Woodcock concentra-se mais na dimensão política, essa de que por vezes se presume ser possível falar sem o concurso ostensivo da dimensão econômica, hipótese que a exaustiva e obsessiva descrição feita por Marx da dinâmica do 'capital' descarta. Entretanto a compreensão da economia falha em prover o suficiente para a sociedade metamorfosear-se sem que uma terceira dimensão, a intelectiva, seja aplicada à identificação e à análise da raiz evidente de nosso purgatório social e assim construir o sentimento indissolvível de vexame e repúdio por permanecermos há tanto tempo nele. A certeza de ser a noção de dinheiro a responsável por todas as nossas misérias, longe de consensual, tem sido também inefetiva no provimento do necessário para nos envergonharmos da trágica distribuição da riqueza (que por definição é tudo quanto o trabalho é capaz de produzir). Apesar de em boa medida comprometidas com a História, grande parte das visões envolvendo o papel do dinheiro no nosso contrato social é insuficiente para suscitar algo além da falsa impressão de ser possível usá-lo - e mesmo de já ter sido usado - de algum modo indiscutivelmente justo.
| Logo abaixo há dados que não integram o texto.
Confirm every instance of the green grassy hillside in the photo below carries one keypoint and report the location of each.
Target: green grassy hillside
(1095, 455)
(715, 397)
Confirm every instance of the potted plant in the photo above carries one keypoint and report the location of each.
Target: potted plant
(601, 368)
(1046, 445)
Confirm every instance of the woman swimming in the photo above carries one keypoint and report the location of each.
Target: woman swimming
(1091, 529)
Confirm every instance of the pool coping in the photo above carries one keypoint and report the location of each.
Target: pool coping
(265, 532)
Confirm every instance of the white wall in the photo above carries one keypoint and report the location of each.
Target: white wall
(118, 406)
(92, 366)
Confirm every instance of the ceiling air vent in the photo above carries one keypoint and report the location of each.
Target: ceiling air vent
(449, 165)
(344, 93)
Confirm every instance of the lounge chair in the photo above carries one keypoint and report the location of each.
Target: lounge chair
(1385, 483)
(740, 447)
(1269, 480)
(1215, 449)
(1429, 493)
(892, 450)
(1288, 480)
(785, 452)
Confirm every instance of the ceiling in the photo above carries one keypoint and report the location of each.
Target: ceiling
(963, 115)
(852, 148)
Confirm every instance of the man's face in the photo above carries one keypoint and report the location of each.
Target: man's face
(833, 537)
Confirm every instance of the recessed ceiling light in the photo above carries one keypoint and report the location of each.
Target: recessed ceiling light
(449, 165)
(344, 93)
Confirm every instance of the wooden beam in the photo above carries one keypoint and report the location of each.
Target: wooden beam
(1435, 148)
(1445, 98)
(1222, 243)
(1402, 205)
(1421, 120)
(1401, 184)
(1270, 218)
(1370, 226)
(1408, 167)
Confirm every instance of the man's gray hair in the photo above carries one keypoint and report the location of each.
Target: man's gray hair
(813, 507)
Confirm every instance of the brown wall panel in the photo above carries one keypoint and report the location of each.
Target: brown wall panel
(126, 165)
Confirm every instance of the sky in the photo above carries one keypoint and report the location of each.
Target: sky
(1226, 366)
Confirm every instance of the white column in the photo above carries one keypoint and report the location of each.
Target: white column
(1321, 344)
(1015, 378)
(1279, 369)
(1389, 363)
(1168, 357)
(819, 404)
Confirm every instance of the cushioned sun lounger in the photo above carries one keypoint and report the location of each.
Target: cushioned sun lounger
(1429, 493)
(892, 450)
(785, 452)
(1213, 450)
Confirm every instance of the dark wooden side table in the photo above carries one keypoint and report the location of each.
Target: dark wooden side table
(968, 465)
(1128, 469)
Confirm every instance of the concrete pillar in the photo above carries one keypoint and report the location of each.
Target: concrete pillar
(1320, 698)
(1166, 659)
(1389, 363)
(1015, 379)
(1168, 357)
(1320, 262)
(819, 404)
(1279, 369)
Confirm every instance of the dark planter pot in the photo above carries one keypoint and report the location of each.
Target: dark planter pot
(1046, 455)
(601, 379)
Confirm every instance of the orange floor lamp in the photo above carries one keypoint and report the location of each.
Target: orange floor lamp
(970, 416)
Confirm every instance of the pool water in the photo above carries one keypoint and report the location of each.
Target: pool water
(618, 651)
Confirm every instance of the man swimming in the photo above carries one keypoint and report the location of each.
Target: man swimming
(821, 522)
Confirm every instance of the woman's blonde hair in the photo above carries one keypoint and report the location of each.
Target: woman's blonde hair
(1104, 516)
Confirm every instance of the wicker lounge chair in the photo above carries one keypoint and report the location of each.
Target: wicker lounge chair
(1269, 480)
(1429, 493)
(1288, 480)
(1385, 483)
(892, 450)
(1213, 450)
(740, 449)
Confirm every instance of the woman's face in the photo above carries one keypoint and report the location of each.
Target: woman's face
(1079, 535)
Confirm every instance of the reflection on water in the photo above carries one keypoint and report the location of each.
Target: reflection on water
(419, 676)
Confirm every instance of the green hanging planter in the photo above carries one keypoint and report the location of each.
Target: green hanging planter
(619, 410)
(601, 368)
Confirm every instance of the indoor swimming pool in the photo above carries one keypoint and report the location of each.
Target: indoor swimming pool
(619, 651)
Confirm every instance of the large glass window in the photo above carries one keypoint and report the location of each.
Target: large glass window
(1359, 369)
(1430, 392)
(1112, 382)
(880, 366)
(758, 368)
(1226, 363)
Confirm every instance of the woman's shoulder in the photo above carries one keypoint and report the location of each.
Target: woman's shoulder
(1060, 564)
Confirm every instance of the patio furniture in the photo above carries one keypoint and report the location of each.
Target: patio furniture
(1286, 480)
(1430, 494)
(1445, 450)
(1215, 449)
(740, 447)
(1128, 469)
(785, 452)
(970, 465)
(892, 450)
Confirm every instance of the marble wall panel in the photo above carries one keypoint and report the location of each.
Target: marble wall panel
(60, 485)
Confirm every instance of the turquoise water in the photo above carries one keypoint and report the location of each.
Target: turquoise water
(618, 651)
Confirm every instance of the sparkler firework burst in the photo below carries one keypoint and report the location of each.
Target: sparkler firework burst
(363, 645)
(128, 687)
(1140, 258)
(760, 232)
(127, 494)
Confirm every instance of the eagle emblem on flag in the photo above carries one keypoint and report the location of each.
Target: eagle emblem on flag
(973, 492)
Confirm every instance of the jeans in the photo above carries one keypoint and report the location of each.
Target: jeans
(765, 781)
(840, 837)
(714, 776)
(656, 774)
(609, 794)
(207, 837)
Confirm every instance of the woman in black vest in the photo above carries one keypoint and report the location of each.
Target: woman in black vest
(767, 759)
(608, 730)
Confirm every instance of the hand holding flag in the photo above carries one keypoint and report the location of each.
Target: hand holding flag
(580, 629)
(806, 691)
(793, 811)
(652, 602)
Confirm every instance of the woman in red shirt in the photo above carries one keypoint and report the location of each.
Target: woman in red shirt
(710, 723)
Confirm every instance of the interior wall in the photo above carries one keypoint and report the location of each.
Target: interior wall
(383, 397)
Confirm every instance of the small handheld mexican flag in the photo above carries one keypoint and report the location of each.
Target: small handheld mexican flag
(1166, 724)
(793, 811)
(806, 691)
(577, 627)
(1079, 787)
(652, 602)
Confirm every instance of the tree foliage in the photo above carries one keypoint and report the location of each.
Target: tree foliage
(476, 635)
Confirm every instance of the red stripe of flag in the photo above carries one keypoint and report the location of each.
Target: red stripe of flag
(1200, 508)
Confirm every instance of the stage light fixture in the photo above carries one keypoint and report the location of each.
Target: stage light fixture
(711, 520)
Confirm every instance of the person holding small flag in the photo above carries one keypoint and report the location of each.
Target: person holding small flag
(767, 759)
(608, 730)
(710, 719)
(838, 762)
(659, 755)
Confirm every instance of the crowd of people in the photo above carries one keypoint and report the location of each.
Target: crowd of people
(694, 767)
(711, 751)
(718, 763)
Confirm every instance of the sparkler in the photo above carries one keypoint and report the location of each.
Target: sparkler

Mas se não foi possível para Woodcock - por quaisquer razões - discutir em profundidade, em 'Anarquismo', esse aspecto estrutural do Estado sob que vivemos e temos vivido há milênios, é certo que em muitas de suas passagens o leitor achará vestígios do que o levará, se de fato interessado e persistente, a empreender por si próprio essa discussão. Afinal uma das virtudes desse livro seria a de mostrar que, se possui uma húbris, até nisso o anarquismo é pura e boa subversão: pois só por modéstia, tendo por oriente a moderação, poderá a capacidade intelectiva humana, paradoxalmente, vangloriar-se do que faz (ou fará) no mundo ao seu redor. Paradoxo antigo, de qualquer modo.